ZW800-IA fared little better as a potential diagnostic. Ex vivo, it did not clearly bind to amyloid at all, and in vivo, its visibility was muted for both plaques and CAA.
ZW800-IC was much more effective. It rapidly bound to amyloid, and it was found to be very visible in ex vivo and in vivo models, including both plaques and CAA. It was better distributed in tissue, lasted longer in blood, and, most importantly, was found to be reactive with tau pathology, a trait not shared by either of the other two compounds.
Fluorescent compounds such as these only emit photons when they are struck by photons; the amount of time between absorption and emission is known as its lifetime, which is measured in picoseconds for ZW800-IC. This lifetime was found to vary between blood vessels, amyloid plaques, CAA, and tau tangles. Additionally, its emission was in different wavelengths depending on its attachment to Aβ40 or Aβ42, two variants of amyloid beta. These distinctions are potentially valuable in diagnosing Alzheimer’s.
Conclusion
This paper concludes with a key observation. As humans are much larger than mice and there is much more tissue to penetrate, using targeted photons to activate fluorescent proteins for microscopically close examination is infeasible. A more scattered, generalized approach would have to be used instead. However, if the lifetime or spectrum of the fluorescence are different, as they have been shown to be in this study, those details could be useful biomarkers for Alzheimer’s pathology and potentially help in the early diagnosis of Alzheimer’s disease.

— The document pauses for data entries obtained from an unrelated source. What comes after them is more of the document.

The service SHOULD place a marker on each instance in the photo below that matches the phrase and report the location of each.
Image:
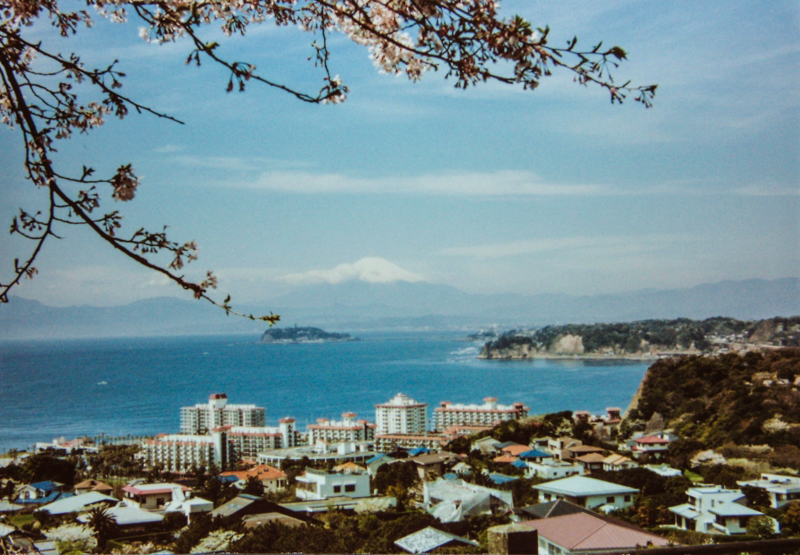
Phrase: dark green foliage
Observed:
(202, 525)
(173, 521)
(723, 474)
(254, 487)
(103, 524)
(217, 491)
(43, 467)
(401, 475)
(756, 497)
(714, 401)
(461, 445)
(789, 518)
(116, 460)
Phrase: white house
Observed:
(583, 533)
(587, 492)
(454, 500)
(781, 489)
(315, 485)
(714, 509)
(653, 447)
(151, 497)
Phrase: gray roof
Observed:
(734, 509)
(8, 507)
(582, 486)
(129, 516)
(429, 539)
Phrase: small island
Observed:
(303, 335)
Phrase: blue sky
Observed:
(493, 189)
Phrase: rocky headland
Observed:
(645, 339)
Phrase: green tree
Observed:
(253, 486)
(761, 526)
(103, 524)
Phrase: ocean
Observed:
(136, 386)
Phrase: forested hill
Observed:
(646, 338)
(730, 399)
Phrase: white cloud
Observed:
(605, 246)
(369, 269)
(507, 182)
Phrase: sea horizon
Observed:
(136, 386)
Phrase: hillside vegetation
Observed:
(727, 400)
(646, 337)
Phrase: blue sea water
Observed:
(136, 386)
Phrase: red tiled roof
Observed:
(516, 449)
(579, 532)
(652, 439)
(263, 472)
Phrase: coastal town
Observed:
(467, 478)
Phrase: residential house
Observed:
(556, 446)
(131, 520)
(244, 506)
(40, 493)
(428, 539)
(434, 464)
(584, 534)
(79, 503)
(187, 506)
(151, 497)
(615, 462)
(93, 485)
(454, 500)
(780, 489)
(652, 447)
(316, 485)
(714, 509)
(552, 470)
(588, 492)
(663, 469)
(591, 461)
(271, 478)
(486, 445)
(572, 453)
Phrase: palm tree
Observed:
(103, 524)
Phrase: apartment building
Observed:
(346, 429)
(488, 414)
(204, 417)
(401, 415)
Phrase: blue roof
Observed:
(501, 478)
(533, 454)
(43, 500)
(46, 486)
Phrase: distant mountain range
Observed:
(356, 306)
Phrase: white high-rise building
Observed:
(401, 415)
(204, 417)
(347, 429)
(486, 415)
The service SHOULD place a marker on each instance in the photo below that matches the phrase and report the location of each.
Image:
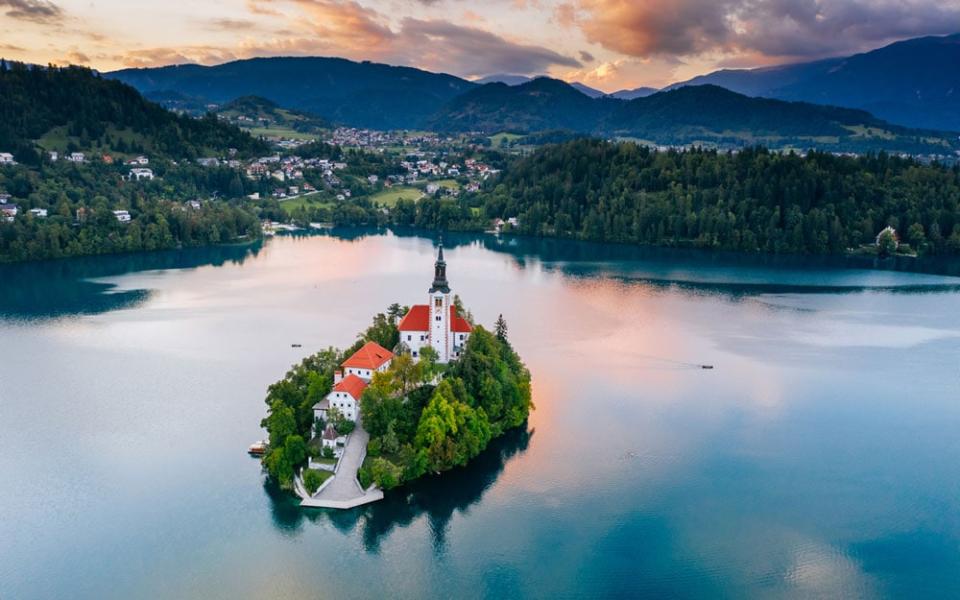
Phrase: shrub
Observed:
(364, 476)
(385, 474)
(313, 479)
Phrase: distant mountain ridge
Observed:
(74, 109)
(363, 94)
(685, 115)
(914, 82)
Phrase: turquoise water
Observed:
(819, 458)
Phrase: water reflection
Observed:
(438, 498)
(728, 273)
(51, 289)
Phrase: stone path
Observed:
(344, 491)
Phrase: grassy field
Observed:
(447, 183)
(312, 200)
(389, 197)
(498, 139)
(281, 132)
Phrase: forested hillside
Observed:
(689, 115)
(362, 94)
(79, 201)
(753, 201)
(74, 109)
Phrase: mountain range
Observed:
(915, 82)
(908, 82)
(689, 114)
(73, 109)
(363, 94)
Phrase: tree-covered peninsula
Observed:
(754, 200)
(423, 417)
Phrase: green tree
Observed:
(887, 243)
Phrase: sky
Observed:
(607, 44)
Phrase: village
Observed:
(381, 167)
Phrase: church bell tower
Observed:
(440, 309)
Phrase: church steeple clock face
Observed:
(440, 308)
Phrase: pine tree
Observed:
(501, 329)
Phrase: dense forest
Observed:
(687, 115)
(417, 426)
(80, 200)
(74, 109)
(752, 201)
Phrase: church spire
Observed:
(440, 273)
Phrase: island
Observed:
(422, 391)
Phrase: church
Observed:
(436, 323)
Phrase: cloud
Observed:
(346, 28)
(75, 57)
(225, 24)
(159, 57)
(770, 28)
(37, 11)
(471, 52)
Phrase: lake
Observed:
(819, 458)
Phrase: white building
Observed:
(345, 397)
(366, 361)
(436, 323)
(330, 437)
(139, 173)
(9, 211)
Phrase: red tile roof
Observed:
(352, 385)
(371, 356)
(457, 323)
(416, 319)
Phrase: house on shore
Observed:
(369, 359)
(351, 379)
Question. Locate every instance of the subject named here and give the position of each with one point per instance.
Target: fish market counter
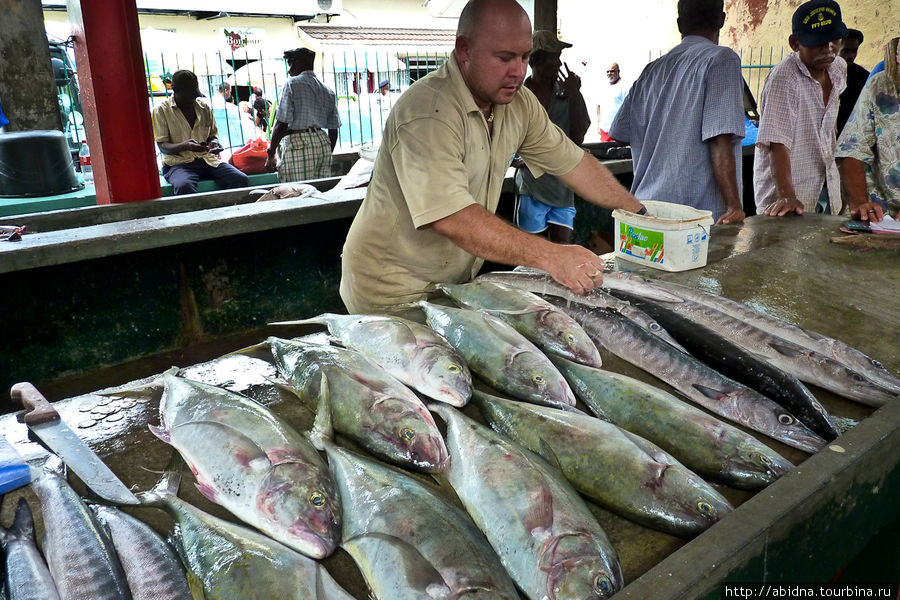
(195, 292)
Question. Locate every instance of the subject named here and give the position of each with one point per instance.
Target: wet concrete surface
(785, 267)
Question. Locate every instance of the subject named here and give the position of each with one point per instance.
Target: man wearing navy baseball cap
(794, 169)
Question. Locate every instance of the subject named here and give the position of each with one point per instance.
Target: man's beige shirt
(169, 125)
(436, 158)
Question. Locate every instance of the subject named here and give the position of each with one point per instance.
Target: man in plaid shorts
(305, 110)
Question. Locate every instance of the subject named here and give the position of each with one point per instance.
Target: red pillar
(115, 100)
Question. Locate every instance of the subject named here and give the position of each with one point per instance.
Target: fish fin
(709, 392)
(323, 429)
(549, 455)
(417, 572)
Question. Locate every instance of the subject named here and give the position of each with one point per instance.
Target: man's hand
(732, 215)
(575, 267)
(868, 211)
(784, 206)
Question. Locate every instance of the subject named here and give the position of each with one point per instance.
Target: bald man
(428, 215)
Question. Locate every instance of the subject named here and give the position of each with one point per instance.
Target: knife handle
(39, 410)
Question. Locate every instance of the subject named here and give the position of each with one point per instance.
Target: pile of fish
(535, 428)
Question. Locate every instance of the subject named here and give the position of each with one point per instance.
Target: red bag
(251, 158)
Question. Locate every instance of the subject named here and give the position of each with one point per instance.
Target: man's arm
(593, 182)
(479, 232)
(721, 154)
(784, 186)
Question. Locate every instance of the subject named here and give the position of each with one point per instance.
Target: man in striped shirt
(307, 107)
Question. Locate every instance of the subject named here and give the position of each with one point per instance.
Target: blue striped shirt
(681, 100)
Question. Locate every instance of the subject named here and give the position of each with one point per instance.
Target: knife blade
(45, 423)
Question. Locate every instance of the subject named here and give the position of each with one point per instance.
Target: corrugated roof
(380, 36)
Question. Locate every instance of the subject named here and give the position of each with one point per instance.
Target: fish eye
(602, 584)
(785, 419)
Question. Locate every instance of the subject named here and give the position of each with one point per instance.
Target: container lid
(666, 215)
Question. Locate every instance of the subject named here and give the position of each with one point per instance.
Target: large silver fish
(26, 574)
(501, 355)
(232, 561)
(621, 471)
(252, 463)
(410, 542)
(410, 351)
(80, 556)
(539, 282)
(694, 379)
(546, 326)
(153, 570)
(365, 403)
(845, 354)
(705, 444)
(544, 534)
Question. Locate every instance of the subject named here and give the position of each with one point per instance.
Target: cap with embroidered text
(818, 22)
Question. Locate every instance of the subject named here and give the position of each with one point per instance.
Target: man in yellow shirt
(429, 211)
(178, 124)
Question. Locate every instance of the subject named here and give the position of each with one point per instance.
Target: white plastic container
(670, 237)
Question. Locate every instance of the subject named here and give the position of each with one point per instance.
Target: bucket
(670, 237)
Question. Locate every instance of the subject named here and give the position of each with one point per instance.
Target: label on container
(644, 244)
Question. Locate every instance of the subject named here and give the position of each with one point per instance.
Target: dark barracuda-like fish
(408, 541)
(251, 462)
(500, 355)
(410, 351)
(366, 403)
(26, 574)
(547, 327)
(705, 444)
(539, 282)
(233, 562)
(544, 534)
(80, 556)
(744, 367)
(621, 471)
(845, 354)
(705, 386)
(153, 570)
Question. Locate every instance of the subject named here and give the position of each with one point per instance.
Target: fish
(806, 365)
(543, 284)
(547, 327)
(500, 355)
(413, 353)
(232, 561)
(408, 540)
(152, 568)
(79, 554)
(26, 574)
(546, 537)
(745, 367)
(708, 446)
(845, 354)
(366, 403)
(621, 471)
(700, 383)
(252, 463)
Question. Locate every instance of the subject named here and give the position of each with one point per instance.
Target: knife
(44, 422)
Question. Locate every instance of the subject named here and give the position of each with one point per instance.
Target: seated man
(178, 124)
(869, 147)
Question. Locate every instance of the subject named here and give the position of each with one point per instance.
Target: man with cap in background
(307, 107)
(545, 204)
(684, 119)
(794, 169)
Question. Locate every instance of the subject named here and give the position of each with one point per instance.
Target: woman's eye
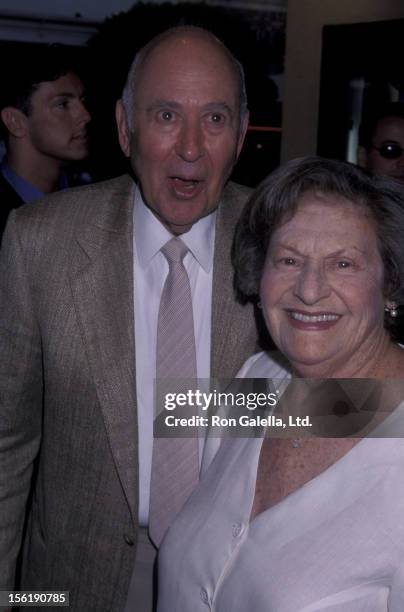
(288, 261)
(166, 115)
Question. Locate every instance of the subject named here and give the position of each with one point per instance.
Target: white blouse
(334, 544)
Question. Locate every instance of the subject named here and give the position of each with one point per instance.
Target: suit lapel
(102, 287)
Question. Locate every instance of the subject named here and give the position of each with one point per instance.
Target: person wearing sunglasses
(381, 141)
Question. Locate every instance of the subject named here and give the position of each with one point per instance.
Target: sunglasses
(390, 150)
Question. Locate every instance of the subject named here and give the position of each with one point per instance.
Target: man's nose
(312, 284)
(190, 141)
(82, 113)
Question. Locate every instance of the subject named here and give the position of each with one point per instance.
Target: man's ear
(362, 156)
(243, 132)
(15, 121)
(124, 134)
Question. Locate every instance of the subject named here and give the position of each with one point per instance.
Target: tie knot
(174, 250)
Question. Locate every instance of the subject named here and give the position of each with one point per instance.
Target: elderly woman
(286, 525)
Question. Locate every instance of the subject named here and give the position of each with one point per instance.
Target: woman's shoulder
(265, 365)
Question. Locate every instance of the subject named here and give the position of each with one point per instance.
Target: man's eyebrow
(158, 104)
(172, 104)
(219, 106)
(68, 94)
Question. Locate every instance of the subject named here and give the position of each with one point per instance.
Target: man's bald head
(162, 43)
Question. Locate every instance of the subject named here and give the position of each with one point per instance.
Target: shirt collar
(27, 192)
(151, 235)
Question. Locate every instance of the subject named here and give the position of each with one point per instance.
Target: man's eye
(62, 104)
(216, 118)
(166, 115)
(343, 265)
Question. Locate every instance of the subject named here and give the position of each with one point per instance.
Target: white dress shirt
(150, 271)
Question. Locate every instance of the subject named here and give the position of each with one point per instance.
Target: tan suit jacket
(67, 384)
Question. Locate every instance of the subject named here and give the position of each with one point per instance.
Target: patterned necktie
(175, 463)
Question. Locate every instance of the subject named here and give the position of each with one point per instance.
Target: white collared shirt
(150, 271)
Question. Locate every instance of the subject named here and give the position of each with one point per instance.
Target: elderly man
(381, 141)
(98, 296)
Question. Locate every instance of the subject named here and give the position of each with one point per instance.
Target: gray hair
(129, 90)
(276, 200)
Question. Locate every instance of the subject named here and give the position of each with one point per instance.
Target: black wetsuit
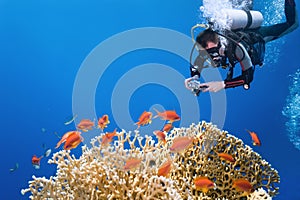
(267, 33)
(235, 55)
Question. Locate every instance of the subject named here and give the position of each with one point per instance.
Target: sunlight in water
(292, 110)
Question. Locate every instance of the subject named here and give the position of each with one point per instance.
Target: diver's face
(215, 55)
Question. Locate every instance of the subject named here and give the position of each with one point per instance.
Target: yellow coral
(98, 173)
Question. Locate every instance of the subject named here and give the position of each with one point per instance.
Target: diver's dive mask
(215, 55)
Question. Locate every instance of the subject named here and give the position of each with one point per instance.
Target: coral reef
(99, 172)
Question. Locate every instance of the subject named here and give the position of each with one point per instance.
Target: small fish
(203, 183)
(72, 139)
(35, 161)
(15, 168)
(132, 163)
(160, 135)
(167, 127)
(107, 138)
(165, 169)
(168, 115)
(181, 143)
(71, 120)
(255, 139)
(144, 119)
(243, 185)
(55, 133)
(226, 156)
(47, 153)
(103, 122)
(85, 125)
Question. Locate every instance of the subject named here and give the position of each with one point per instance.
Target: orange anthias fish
(85, 125)
(132, 163)
(107, 138)
(168, 115)
(226, 156)
(203, 183)
(165, 169)
(255, 139)
(161, 136)
(243, 185)
(103, 122)
(72, 139)
(144, 119)
(35, 161)
(181, 143)
(168, 127)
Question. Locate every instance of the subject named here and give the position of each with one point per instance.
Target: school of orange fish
(73, 138)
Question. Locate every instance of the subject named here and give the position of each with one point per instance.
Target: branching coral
(99, 172)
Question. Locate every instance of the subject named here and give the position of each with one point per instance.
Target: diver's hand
(214, 86)
(188, 80)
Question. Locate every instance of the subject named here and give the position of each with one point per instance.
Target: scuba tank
(243, 19)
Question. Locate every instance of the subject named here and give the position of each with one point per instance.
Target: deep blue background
(43, 43)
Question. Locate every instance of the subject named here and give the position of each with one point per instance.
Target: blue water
(49, 47)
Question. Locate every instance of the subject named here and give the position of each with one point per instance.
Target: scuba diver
(244, 43)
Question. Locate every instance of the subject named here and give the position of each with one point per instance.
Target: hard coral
(99, 172)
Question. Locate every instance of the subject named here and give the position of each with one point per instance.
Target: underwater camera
(196, 88)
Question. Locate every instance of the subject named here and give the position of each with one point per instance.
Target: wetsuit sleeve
(247, 69)
(273, 32)
(196, 68)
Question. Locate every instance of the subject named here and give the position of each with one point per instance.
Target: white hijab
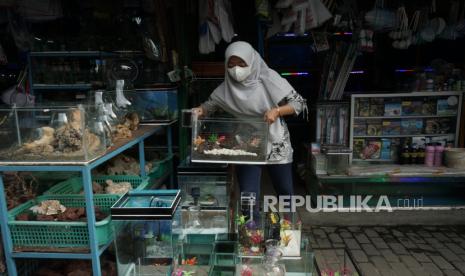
(263, 89)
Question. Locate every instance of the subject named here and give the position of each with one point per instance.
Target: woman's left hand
(271, 115)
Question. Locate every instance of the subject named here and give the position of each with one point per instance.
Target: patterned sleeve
(297, 102)
(209, 107)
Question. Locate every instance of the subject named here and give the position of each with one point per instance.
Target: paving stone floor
(390, 250)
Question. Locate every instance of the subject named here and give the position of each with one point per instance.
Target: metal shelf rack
(84, 168)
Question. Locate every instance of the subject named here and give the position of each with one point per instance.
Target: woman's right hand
(198, 111)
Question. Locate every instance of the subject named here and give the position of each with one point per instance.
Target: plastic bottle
(414, 154)
(429, 155)
(405, 155)
(421, 155)
(438, 151)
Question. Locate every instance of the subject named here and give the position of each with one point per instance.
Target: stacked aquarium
(144, 223)
(229, 140)
(153, 105)
(52, 134)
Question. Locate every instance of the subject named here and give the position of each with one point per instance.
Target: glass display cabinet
(227, 140)
(51, 134)
(153, 105)
(144, 224)
(383, 124)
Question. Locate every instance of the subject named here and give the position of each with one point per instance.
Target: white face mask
(239, 73)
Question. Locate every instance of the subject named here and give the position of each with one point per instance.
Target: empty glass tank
(51, 134)
(226, 140)
(144, 223)
(152, 104)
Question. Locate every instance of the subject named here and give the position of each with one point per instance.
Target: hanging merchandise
(18, 29)
(16, 95)
(304, 15)
(380, 18)
(40, 10)
(215, 24)
(3, 57)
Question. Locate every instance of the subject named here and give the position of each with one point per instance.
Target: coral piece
(48, 207)
(132, 121)
(68, 139)
(117, 188)
(17, 189)
(122, 132)
(199, 141)
(233, 152)
(75, 119)
(44, 144)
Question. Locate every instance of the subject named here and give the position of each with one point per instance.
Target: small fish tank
(55, 134)
(301, 266)
(286, 228)
(249, 226)
(229, 140)
(153, 105)
(144, 223)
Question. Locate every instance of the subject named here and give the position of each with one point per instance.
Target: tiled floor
(396, 250)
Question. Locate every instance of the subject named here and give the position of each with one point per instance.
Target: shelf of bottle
(82, 53)
(403, 117)
(402, 135)
(79, 86)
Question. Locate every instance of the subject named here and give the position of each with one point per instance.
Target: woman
(252, 89)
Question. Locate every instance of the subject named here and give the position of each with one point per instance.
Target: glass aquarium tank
(273, 263)
(228, 140)
(153, 105)
(144, 223)
(249, 226)
(52, 134)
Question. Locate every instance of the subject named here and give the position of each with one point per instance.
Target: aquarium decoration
(250, 237)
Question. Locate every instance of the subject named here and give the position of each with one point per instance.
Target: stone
(460, 266)
(319, 233)
(370, 249)
(452, 273)
(368, 269)
(354, 229)
(449, 255)
(335, 238)
(323, 243)
(424, 234)
(371, 233)
(397, 233)
(389, 256)
(400, 269)
(407, 243)
(398, 248)
(441, 262)
(351, 244)
(440, 236)
(455, 248)
(421, 257)
(432, 269)
(379, 243)
(410, 262)
(345, 234)
(359, 256)
(362, 238)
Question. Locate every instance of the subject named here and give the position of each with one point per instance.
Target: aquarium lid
(186, 167)
(146, 205)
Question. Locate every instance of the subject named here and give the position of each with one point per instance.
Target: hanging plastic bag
(16, 94)
(379, 18)
(3, 57)
(121, 100)
(222, 12)
(316, 14)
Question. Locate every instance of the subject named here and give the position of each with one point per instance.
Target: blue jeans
(249, 177)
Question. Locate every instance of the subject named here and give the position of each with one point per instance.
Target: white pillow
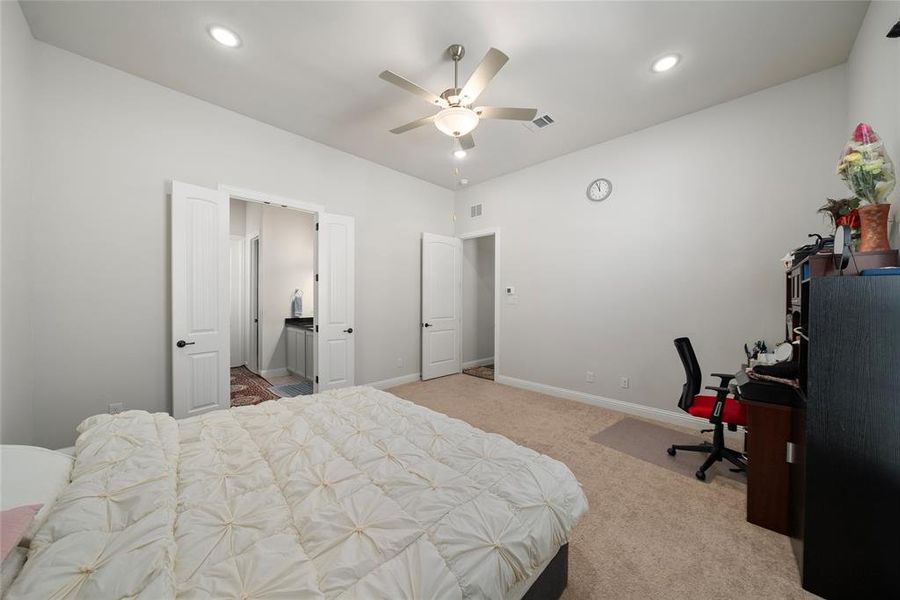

This approach might also be of considerable use for researchers who are using mouse models to develop therapies against Alzheimer’s and tauopathies. In many cases, examining the brains of living animals through the intact skull, as opposed to cranial windows or euthanasia-based approaches, is likely to save money, time, and animals.
Literature
[1] Poduslo, J. F., Wengenack, T. M., Curran, G. L., Wisniewski, T., Sigurdsson, E. M., Macura, S. I., … & Jack Jr, C. R. (2002). Molecular targeting of Alzheimer’s amyloid plaques for contrast-enhanced magnetic resonance imaging. Neurobiology of disease, 11(2), 315-329.
[2] Mathis, C. A., Mason, N. S., Lopresti, B. J., & Klunk, W. E. (2012, November). Development of positron emission tomography β-amyloid plaque imaging agents. In Seminars in nuclear medicine (Vol. 42, No. 6, pp. 423-432). WB Saunders.
[3] Valotassiou, V., Malamitsi, J., Papatriantafyllou, J., Dardiotis, E., Tsougos, I., Psimadas, D., … & Georgoulias, P. (2018). SPECT and PET imaging in Alzheimer’s disease. Annals of nuclear medicine, 32, 583-593.
[4] Heo, C. H., Sarkar, A. R., Baik, S. H., Jung, T. S., Kim, J. J., Kang, H., … & Kim, H. M. (2016). A quadrupolar two-photon fluorescent probe for in vivo imaging of amyloid-β plaques. Chemical science, 7(7), 4600-4606.
[5] Shcherbakova, D. M., Stepanenko, O. V., Turoverov, K. K., & Verkhusha, V. V. (2018). Near-infrared fluorescent proteins: multiplexing and optogenetics across scales. Trends in biotechnology, 36(12), 1230-1243.